The Friends of Cedar Mountain Battlefield, steward of part of that 1862 Civil War site, is asking Culpeper leaders to delay the county’s consideration of the project until it can finish an ongoing historical study of the area proposed for solar development.
On Monday, the all-volunteer friends group wrote the Culpeper County Planning Commission and the county Board of Supervisors asking them to halt the Greenwood Solar project so it can continue its study and learn if it will receive a federal grant this fall.
Development of the Greenwood Solar plant, which the Board of Supervisors approved in late 2018, “would create an integrity hole in the center” of the friends’ study area that could jeopardize other sites from being recognized as historic, the group said.
In January, the friends applied to the National Park Service’s American Battlefield Protection Program for a grant to fund research on what it’s calling the Rapidan Front, largely undeveloped land where the battles of Raccoon Ford, Morton’s Ford and Somerville Ford were fought and where elements of the Union army camped in the winter of 1863-64. The program is expected to announce its grant awards in August or September.
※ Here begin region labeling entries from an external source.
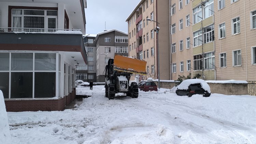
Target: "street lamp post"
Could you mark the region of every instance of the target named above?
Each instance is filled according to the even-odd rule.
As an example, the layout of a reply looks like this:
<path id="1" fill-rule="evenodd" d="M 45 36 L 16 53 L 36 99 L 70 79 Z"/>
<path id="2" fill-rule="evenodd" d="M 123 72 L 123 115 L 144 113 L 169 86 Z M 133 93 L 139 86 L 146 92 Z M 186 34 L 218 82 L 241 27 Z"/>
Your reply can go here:
<path id="1" fill-rule="evenodd" d="M 157 71 L 158 71 L 158 88 L 160 89 L 160 63 L 159 62 L 159 42 L 158 41 L 158 32 L 160 28 L 158 27 L 158 24 L 160 24 L 159 23 L 156 21 L 152 20 L 150 18 L 147 18 L 147 20 L 153 21 L 156 22 L 156 27 L 154 29 L 154 31 L 156 32 L 156 41 L 157 42 Z"/>

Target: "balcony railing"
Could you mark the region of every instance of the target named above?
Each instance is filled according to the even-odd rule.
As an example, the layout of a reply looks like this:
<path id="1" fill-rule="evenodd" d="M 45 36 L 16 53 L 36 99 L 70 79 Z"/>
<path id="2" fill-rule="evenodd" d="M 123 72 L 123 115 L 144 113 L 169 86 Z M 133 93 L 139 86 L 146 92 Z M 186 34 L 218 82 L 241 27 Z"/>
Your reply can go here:
<path id="1" fill-rule="evenodd" d="M 81 30 L 79 29 L 0 27 L 0 32 L 54 32 L 59 30 L 81 31 Z"/>

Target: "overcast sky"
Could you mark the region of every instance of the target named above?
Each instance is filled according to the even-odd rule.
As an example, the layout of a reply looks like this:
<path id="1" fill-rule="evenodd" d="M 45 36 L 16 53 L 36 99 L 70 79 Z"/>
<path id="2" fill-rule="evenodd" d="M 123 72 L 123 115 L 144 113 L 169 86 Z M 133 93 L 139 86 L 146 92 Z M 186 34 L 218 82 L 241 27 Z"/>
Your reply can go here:
<path id="1" fill-rule="evenodd" d="M 128 33 L 126 19 L 141 0 L 87 0 L 86 33 L 97 34 L 106 29 Z"/>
This study continues research begun in 2016 to identify threats to the Culpeper area’s nationally significant Civil War battlefields and cultural and agricultural landscapes, the friends said.
“If the (Greenwood) project proceeds as presented at this time without consideration to the historical and cultural value of the land it encompasses, it will render the area ineligible for National Register of Historic Places consideration not only for important Civil War sites but Colonial, African-American and Native American as well,” Diane Logan, president of the Friends of Cedar Mountain Battlefield, told the Culpeper Star-Exponent.
The friends group was raising private funds for its research in advance of the ABPP grant, but the COVID- 19 pandemic has temporarily halted that effort, Logan wrote Culpeper officials. “But we are committed to proceeding with this project as soon as possible,” she told them.
“We urge Culpeper County officials to put a halt to all industrial-scale projects on agricultural land, specifically the sites impacted by our grant application,” Logan wrote the governing board and Planning Commission. “We cannot lose our historic landscape, including the Union Winter Encampment boundary. Once the land is gone, it is gone forever.”
The ABBP grant would finance research to develop and enhance Culpeper historical tours, including landscapes and venues, and support agriculture, Logan told the Star-Exponent.